USD/CAD sharply reverses from a fresh yearly high (1.3833); however, an increase in the US Personal Consumption Expenditure (PCE) Price Index may maintain the exchange rate as the Federal Reserve chases a restrictive policy.
The recent rally in USD/CAD appears to be stalling following the clearing of the July 2020 hike (1.3646). This is due to the reverse in the Relative Strength Index (RSI) from an extreme reading, with the move below 70 in the oscillator raising the scope for a more significant pullback in the exchange rate as a textbook sell signal takes shape.
However, the update to the US PCE may produce a bullish reaction in the USD as the core reading. The Fed’s preferred gauge for inflation per annum is expected to increase to 4.7% in August from 4.6% the month prior.

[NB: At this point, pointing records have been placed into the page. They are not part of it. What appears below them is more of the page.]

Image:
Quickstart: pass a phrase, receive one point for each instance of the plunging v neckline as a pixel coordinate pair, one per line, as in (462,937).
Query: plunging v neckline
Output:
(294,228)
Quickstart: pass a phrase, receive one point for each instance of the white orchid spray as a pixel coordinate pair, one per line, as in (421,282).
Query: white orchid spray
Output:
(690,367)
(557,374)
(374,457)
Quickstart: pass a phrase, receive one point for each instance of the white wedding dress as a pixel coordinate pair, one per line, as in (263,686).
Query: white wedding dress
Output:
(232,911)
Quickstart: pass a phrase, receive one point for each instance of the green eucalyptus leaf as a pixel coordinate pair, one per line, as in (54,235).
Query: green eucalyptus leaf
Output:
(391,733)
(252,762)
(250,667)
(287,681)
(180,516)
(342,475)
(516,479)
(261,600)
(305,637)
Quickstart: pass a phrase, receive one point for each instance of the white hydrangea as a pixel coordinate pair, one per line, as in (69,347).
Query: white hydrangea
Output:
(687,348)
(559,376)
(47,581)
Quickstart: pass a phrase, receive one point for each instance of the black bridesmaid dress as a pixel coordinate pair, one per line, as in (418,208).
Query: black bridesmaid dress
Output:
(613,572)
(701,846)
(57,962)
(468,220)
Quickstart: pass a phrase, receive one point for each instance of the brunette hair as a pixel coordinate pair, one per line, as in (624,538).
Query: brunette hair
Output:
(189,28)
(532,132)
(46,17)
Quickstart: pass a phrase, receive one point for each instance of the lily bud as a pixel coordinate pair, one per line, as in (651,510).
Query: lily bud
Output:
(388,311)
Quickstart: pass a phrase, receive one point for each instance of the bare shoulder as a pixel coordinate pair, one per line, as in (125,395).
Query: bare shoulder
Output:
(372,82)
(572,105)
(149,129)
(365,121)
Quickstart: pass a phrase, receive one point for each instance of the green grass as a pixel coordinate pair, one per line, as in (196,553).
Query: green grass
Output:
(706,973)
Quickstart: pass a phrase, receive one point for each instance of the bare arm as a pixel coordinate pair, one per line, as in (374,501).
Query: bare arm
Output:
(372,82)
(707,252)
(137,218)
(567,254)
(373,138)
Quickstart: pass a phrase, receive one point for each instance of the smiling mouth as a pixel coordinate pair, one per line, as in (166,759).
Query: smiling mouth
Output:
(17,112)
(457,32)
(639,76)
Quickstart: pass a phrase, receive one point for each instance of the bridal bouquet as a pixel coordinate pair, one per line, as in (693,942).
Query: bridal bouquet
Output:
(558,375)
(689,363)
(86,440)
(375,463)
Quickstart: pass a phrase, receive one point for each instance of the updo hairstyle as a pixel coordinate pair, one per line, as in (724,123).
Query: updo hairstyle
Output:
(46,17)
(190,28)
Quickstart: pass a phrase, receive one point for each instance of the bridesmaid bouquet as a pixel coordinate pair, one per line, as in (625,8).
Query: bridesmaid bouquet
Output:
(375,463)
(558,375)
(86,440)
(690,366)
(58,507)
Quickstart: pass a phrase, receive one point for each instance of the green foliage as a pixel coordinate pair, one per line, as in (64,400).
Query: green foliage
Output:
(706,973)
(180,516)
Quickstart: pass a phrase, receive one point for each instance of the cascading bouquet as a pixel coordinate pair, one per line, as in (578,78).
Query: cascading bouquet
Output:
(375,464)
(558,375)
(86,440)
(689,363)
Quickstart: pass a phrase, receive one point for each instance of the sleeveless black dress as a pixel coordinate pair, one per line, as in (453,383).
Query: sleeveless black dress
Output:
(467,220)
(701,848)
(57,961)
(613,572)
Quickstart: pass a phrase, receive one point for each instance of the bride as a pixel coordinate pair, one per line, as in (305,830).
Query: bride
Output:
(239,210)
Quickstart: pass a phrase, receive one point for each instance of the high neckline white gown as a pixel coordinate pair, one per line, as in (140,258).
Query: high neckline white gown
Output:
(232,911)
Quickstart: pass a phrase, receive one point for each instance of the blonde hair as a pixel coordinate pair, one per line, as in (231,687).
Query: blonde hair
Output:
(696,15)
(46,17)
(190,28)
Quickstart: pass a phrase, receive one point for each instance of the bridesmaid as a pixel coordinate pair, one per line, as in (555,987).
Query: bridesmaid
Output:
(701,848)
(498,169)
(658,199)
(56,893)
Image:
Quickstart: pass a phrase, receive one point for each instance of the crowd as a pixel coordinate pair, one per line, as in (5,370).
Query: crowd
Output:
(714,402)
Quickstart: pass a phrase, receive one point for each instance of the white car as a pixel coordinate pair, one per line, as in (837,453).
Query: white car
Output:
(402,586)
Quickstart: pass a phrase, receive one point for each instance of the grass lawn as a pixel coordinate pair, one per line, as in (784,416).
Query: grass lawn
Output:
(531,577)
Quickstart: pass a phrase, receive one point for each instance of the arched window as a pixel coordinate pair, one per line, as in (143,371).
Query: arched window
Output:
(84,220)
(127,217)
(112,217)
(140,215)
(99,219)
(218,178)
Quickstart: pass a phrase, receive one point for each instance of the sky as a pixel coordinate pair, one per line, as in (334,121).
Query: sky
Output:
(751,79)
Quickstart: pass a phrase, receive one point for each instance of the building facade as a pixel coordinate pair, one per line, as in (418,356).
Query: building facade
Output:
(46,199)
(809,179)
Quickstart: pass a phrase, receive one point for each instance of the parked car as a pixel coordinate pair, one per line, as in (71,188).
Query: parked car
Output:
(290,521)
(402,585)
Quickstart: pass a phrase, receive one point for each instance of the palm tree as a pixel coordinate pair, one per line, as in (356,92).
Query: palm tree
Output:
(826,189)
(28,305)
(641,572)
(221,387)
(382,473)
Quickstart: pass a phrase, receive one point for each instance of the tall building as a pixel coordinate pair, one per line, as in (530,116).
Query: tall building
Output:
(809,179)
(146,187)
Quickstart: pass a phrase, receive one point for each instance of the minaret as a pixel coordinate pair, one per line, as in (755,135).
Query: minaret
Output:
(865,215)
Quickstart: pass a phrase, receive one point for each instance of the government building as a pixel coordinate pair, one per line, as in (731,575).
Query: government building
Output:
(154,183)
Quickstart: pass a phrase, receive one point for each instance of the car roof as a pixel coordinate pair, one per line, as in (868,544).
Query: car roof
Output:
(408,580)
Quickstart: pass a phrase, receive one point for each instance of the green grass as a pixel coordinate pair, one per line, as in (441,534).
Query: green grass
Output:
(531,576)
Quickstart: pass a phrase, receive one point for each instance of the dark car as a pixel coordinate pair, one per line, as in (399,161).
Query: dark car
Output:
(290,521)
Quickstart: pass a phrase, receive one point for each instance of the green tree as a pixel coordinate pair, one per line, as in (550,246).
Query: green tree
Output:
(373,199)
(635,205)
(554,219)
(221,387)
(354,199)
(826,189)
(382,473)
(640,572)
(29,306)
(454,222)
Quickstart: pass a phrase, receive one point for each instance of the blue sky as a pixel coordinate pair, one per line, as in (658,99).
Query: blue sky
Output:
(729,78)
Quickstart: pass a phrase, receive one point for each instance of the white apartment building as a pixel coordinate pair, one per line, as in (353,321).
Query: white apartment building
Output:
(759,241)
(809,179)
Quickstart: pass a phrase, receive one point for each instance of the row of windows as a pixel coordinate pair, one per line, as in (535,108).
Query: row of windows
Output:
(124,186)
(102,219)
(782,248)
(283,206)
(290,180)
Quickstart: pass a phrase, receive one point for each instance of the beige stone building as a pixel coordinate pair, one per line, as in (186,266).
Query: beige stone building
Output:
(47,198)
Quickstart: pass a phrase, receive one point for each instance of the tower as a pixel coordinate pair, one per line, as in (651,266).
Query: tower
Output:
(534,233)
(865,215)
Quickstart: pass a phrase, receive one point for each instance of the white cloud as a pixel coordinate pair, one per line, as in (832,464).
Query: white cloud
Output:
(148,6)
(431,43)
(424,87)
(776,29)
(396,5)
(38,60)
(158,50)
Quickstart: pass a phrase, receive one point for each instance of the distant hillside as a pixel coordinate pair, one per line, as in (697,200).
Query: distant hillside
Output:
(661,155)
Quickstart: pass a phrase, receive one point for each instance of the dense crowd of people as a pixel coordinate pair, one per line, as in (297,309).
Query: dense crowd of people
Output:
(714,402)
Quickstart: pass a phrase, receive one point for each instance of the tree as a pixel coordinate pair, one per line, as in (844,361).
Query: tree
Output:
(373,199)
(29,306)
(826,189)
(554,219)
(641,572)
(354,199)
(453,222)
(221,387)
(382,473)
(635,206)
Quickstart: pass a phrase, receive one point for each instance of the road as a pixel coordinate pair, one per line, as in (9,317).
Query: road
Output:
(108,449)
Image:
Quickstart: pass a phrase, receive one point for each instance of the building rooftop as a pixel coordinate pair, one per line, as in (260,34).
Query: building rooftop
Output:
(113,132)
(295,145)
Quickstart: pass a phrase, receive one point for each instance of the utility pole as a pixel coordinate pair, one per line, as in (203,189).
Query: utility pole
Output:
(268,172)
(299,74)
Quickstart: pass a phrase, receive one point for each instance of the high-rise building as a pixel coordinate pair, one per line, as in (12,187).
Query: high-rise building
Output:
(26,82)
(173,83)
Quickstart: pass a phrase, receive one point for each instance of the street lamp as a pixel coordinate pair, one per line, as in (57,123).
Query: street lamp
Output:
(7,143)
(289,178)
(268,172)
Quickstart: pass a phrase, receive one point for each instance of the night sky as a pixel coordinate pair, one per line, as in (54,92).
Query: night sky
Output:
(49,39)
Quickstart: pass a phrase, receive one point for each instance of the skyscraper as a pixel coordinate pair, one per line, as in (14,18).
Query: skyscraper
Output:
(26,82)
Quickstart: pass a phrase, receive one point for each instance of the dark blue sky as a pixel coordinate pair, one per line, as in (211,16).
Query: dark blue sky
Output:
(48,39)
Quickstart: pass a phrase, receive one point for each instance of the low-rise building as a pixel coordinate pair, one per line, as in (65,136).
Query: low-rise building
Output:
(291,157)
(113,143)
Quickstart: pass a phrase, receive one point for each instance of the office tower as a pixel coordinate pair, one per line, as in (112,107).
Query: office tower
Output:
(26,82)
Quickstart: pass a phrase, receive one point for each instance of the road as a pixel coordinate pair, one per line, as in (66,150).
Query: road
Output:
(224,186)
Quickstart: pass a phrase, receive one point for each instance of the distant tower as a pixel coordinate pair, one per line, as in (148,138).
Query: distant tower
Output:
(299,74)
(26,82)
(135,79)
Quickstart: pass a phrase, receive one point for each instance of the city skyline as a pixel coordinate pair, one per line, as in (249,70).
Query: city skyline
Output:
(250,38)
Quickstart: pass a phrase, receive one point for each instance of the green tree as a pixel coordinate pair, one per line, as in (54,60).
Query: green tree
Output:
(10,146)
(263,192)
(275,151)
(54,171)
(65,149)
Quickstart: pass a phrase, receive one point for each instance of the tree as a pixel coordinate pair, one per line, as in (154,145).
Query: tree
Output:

The Federal Open Market Committee (FOMC) may be forced to maintain its approach to tackling inflation by signs of constant price growth as the central bank chases a restrictive policy.
The USD may persistently stay ahead of the CAD due to the reflection of a steeper path for the Fed Fund rate by the Summary of Economic Projections (SEP). Furthermore, USD/CAD may show a bullish trend for the rest of the year as the Bank of Canada (BoC) seems to be on track to implement smaller rate hikes in the subsequent months.
The BoC might be encouraged to wind down its hiking cycle by the recent slowdown in Canada’s Consumer Price Index (CPI). This is because officials expect the economy to regularize in the second half of this year.
Until Governor Tiff Macklem and Co’s meeting on October 26, where the central bank is expected to release the updated Monetary Policy Report (MPR), developments coming out of the US may influence USD/CAD.
Market participants calculate the probability of another 75bp Fed rate hike. Still, a further advance in the exchange rate may fuel the tilt in retail sentiment like the behavior shown earlier this year.